The reasoning is conclusive. The procurement of a certificate was deemed of value by plaintiff in error. It was the confirmation of his reputation, giving to it the

Page 263 U. S. 398

sanction of an official investigation and judgment. He knew the condition of its issue -- knew that the conduct that secured it was a condition of its retention, that, for inconstancy of merit, it could be forfeited, and forfeited if it had been improvidently granted or procured by concealment or deception, and necessarily so, or the certificate would be a means of pretense.

Plaintiff in error puts some stress upon the absence of rules by the Board, urging that the statute is in conflict with the Constitution of the United States because it purports to authorize the revocation of a certificate "without defining or determining in advance what grounds or facts or acts shall be sufficient cause for such revocation." Such absence permits, it is asserted, arbitrary action. We cannot yield to that assertion, or assume that the Board will be impelled to action by other than a sense of duty or render judgment except upon convincing evidence introduced in a regular way, with opportunity of rebuttal. We certainly cannot restrain the Board upon the possibility of contrary action. Official bodies would be of no use as instruments of government if they could be prevented from action by the supposition of wrongful action.

This Court and other courts have decided that a license or certificate may be required of a physician surgeon, dentist, lawyer, or school teacher. Douglas v. Noble, 261 U. S. 165, has pertinent comment upon the power of the legislature in that regard. The supreme court in the present case construed the statute as not so exacting of public accountants. In other words, it was decided that the indicated professions require a license or certificate, but that a public accountant requires none, and it was decided that a public accountant gets no right of business from the grant of a certificate -- he loses no right of business by its cancellation.

The statute is not, nor are the proceedings before the Board, such as plaintiff in error conceives them.

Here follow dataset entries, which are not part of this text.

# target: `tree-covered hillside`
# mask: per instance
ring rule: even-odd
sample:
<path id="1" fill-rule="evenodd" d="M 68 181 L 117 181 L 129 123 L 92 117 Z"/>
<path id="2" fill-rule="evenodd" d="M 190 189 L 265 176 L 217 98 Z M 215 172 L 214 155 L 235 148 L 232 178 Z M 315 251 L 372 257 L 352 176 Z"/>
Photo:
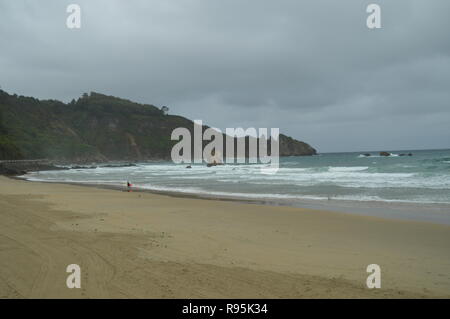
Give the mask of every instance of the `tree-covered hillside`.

The

Page 263 U. S. 399

cases he cites are therefore not pertinent, and need no review. [Footnote 2]

The motion to affirm must be granted.

So ordered.

[Footnote 1]

"That the Alabama state Board of Public Accountancy may revoke any certificate issued under this act, or may cancel the registration of any certificate registered under this act, for any unprofessional conduct of the holder of such certificate, or for other sufficient cause, provided that written notice shall have been mailed to the holder of such certificate twenty days before any hearing thereon stating the cause for such contemplated action and appointing a day for a full hearing thereon by said Board, and provided further that no certificate issued under this act shall be revoked until such hearing shall have been heard."

Acts 1919, p. 126, ยง 7.

[Footnote 2]

Hill v. Wallace, 259 U. S. 44; Booth v. Illinois, 184 U. S. 425, 184 U. S. 428; Allgeyer v. Louisiana, 165 U. S. 578; New York Life Ins. Co. v. Dodge, 246 U. S. 357; Adams v. Tanner, 244 U. S. 590. Some state cases were cited.